Her IRA contact, Adina, had told Fiona that there wasn't anyone left in the army that could teach her anything. In the past half-decade, she had learned every rifle and gun spec that she could get her hands on, poring over diagrams with parts lists, shot distances, and ammunition sizes until her eyes crossed. Then she had moved to bigger diagrams: SAMs, grenade launchers, truck-mounted guns, and bombs. She had a particular genius for constructing (and deconstructing) bombs, which she supposed was what got noticed. Many bomb squaddies had learned to their detriment that someone else’s bomb usually had some kind of trap or tic that ended up in a loss of fingers, arms, or worse. But Fiona, moving gently and carefully, could coax a bomb into opening up and spilling its guts like a man complaining about his mother-in-law.

"You soaked it all up like a sponge, didn't you? Done pretty well, for a girl who never finished school." Adina was laughing as she said it, which took the sting out of the words.

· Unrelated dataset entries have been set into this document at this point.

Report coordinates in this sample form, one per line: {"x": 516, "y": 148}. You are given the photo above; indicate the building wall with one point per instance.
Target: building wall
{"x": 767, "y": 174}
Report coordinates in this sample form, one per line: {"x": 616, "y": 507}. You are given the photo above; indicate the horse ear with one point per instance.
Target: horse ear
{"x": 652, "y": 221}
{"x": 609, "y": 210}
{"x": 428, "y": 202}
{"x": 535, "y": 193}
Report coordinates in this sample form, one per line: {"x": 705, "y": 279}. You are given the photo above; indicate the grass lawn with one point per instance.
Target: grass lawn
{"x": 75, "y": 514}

"I had other things on my mind," said Fiona with dignity. _Like my dead sister; my mother sobbing into a pillow every night; like ceasefires that didn’t stop the snipers or the tanks. Like how I could get attached to a dying cause and do damage, even though I had no idea what the damage would do to me, to the people around me._

"That you did, girl. And so it's like we're sending you on from the piano teacher, to the symphony. Get it?" Adina was stocky, white-haired, and had seven grandchildren. Fiona had personally seen her put a bullet through four candle flames, one after the other, from across the room. "You're going to be our first chair of explosions. Good Irish music, that is." 

Adina had lost a son in the early part of the Troubles, and was as passionate as any man alive about Irish independence. Fiona half expected her to break into a chorus of "Amhrán na bhFiann," as she did sometimes, but she spared Fiona and just gave her a hug and fifty pounds and told her to be good and not take any sexist shite from the old man if he shouldn't keep his hands to himself. A depressing prospect, but one they both had to live with.

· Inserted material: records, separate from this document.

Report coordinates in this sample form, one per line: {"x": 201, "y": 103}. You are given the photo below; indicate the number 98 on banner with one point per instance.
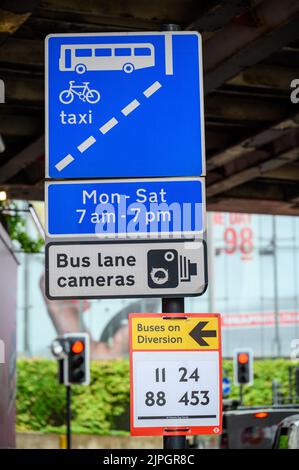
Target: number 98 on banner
{"x": 175, "y": 374}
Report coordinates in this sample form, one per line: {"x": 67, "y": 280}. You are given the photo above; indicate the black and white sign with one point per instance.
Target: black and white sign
{"x": 130, "y": 269}
{"x": 176, "y": 389}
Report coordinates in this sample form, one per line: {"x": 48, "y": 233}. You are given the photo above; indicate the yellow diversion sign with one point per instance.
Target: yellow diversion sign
{"x": 187, "y": 332}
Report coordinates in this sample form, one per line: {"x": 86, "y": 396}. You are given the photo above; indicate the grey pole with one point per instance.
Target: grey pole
{"x": 275, "y": 281}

So off Fiona had gone, on the bus past farmland and sheep grazing and business park, further south than she had ever been in her own country. She leaned her head on the cold window glass and wondered where she would be if Claire had lived. University? Travel? Marriage to some nice Catholic boy that her mother picked out? White flowers, a white dress, a quiet life . . . instead of indentured servitude to a cause that she had long since stopped being a spiritual part of. Her body still followed orders; her fingers still worked on wiring and sorting; and her mouth said the right slogans. And here she was taking the IRA’s blood money to further her own education. Well. Fiona considered that a trade – the grand Troubles stole Claire’s life, and exploited Fiona’s own youthful zeal, feeding her a line of swill about equality and freedom. Presently, Fiona cared about one thing: the placement of the detonator. The wires, just so; the bang, on time.

When she arrived in Wexford with all her thoughts, the old gaffer really had taken her in, without a single comment on her sex, and taught her technique: how to have her own style but not make it a signature. Police often could track bombers by signature wiring, and it led to dossiers and attention and arrests. Better to be a shadow, which was something she had decided on years ago. 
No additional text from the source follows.